I was reminded of many other superpower stories by the tale of Swift-foot, Dexterous Hands, and Sharp-eye (some titles are my own translation, but that's the general idea). All three of the brothers had his own separate adventure in this long story, and then they came together to win a princess. They agreed beforehand that they will draw lots on who will marry her at the end, eliminating the dilemma part of this popular dilemma tale like sensible people (it helped that they all looked exactly alike).
Estonian folk dress
The tale of the Talking Flax combined two tale types in a very interesting way. A girl was pursued by a supernatural suitor she knew was dangerous; she hid in the barn from him, and the flax bundles stored there talked about what awaited everyone in the barn: Tearing, breaking, cutting, etc. (basically, the process of making clothes). The suitor got terrified and left. The first part of the tale is that of the Demon Lover, while the latter usually happens with bread instead of cloth.
Waiting for Death was a story I have already encountered as a Hodja tale, while The Bear and the Three Sisters was another variant of the favorite story of mine where the clever girl rescues herself and her sisters from a monster husband (see Denmark).

Where to next?
Latvia!

1 comment:

  1. The story about the Talking Flax reminded me of a story we used to tell at parties and sleepovers as children (sadly children's ghost stories seem to be the only living breathing part of oral story telling left at least where I come from):

    A person is in an unfamiliar location (a child visiting an estranged relative was a popular pick), whether they have to sleep in a rom with a large uncanny wardrobe. At night they hear a voice coming from the wardrobe: "I'll tear you open, then I'll eat you, then I'll throw you out the window". The person is terrified (the sentence can be repeated and the athossphere built until the audience is suitably terrified as well) until they manage to find the courage to open the wardrobe...
    And find a monkey next to a large pile of bananas which uses the opportunity of the wardrobe being opened to actually leave the closet and throw the piles of the bananas it has eaten out the window.

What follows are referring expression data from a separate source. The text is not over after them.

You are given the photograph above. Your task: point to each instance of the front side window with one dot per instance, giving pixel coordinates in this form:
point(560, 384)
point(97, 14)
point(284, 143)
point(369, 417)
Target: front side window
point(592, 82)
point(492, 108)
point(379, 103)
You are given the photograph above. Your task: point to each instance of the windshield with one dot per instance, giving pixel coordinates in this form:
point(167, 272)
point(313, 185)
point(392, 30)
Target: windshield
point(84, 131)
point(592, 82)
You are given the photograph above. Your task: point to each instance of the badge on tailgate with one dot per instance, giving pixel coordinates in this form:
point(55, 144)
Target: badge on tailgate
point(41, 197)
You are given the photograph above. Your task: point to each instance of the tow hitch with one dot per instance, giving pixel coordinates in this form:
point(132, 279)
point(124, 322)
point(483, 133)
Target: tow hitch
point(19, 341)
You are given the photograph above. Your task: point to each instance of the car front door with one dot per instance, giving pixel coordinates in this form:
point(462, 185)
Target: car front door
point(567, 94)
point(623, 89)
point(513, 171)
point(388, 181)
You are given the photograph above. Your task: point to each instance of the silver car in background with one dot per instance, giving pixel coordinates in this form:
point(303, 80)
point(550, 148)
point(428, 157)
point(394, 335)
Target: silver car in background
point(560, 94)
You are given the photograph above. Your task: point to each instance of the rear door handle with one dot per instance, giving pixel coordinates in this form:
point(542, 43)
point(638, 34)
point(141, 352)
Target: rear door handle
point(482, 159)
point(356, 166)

Also works with a parrot and peanuts if the children in question are too old to accept a talking monkey.

    The difference between this story and the Talking Flax is that in the Estonian tale the protagonist (and therefore the listener) is in on the joke, similarly to the Bremen Town Musicians, which makes me wonder what other fairy tales would turn into horror stories if there was a perspective flip.